Kane said:

nerds...
You do realize this film is also coming out for an audience (whom alot havent seen the Donner/Lester flicks of the 70s/80s). It was 20-30 years ago.
They have to restart on familiar territory to kick off the franchaise again. Why would it be logical to use a random comicbook Superman rogue when Lex Luthor is Superman's primary nemesis and the most idenitifable villian to Superman....in the media? Even for people who never saw those movies, they know that Lex is Superman's arch enemy, common knowledge.
Both of them are so tied together in pop culture and history, It'd be almost a crime not to use Luthor (and I guarantee if they didnt, fanboys would be complaining too).
Restart? Please.
Singer deserves this criticism when he decided to keep this movie within the continuity of the Donner/Lester movies.
I understand what you are saying and I agree with most of it, and that is why I expected a complete Re-start just like BB along with a re-imagined Luthor without the baggage of the Donner version.
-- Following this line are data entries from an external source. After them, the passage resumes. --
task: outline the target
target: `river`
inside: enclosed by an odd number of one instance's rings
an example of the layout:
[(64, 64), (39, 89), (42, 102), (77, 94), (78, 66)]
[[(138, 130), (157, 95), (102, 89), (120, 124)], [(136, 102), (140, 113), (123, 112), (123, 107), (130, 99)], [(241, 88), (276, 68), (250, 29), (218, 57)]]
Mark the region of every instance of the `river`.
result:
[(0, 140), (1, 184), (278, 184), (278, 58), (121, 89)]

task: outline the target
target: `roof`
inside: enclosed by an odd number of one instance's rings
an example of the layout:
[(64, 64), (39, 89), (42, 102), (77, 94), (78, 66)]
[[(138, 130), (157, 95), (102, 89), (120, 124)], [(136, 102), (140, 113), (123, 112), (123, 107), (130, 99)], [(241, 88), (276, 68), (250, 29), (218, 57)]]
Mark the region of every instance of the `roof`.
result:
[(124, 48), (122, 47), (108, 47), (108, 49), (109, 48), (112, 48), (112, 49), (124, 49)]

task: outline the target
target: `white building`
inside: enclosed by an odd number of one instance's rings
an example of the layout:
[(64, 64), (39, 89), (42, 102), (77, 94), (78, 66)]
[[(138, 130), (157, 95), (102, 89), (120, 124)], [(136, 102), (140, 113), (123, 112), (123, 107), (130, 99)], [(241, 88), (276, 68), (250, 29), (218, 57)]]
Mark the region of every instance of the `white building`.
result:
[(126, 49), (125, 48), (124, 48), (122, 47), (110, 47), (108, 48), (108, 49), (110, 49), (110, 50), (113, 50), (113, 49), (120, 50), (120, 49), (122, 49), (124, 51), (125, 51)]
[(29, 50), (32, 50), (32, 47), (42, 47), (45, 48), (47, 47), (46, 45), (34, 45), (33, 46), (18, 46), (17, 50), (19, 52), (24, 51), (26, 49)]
I may be a nerd (I actually like the term Fanboy better) but 2 hours of seeing Superman display superhuman feats is...borrringg!
For a superpower character like Superman, after 50 + years of live movies and T.V. shows, its time for this man to be put through the Gauntlet by matching him up with an formidable opponent both phyisically and mentally.
The villian also known as the Antagonist, is usually the champion of the counter premise. The Villain is often the center of evil in the story. It is from him that the conflict arises.
Unlike the Hero, however, the villain doesn’t have to be a person. It can be a force of nature, or merely something as abstract as life itself. The Villain can be the Hero’s insecurities, it can be an addiction, it can be poverty, or an illness.
The Villain should always have the upper hand until the climax of the story. If the Villain isn’t winning, you lose the conflict.
The Villain is the pull, the driving force behind the conflict. You need the Villain to be powerful. The Villain has to put the hero on the ropes. The Villain can never show weakness in the story until the climax. Otherwise, people will lose interest.
The Villain must be superior to the hero in some way. The Villain was winning up until the end. In TERMINATOR 2, the T-1000 was an unstoppable force right up to the last scene. In Jaws, the shark was relentlessly kicking Roy Schieder’s scrawny butt until he got lucky.
Nobody cares if your hero can beat up a weakling. That isn’t heroic. The Villain has to be superior in a way that matters. If not brawn, then brains. If not brains, then skill. But the Villain must be superior.
If the movie has a Weak Villain then the story will be weak. That is what I'm predicting for this movie unfortunately.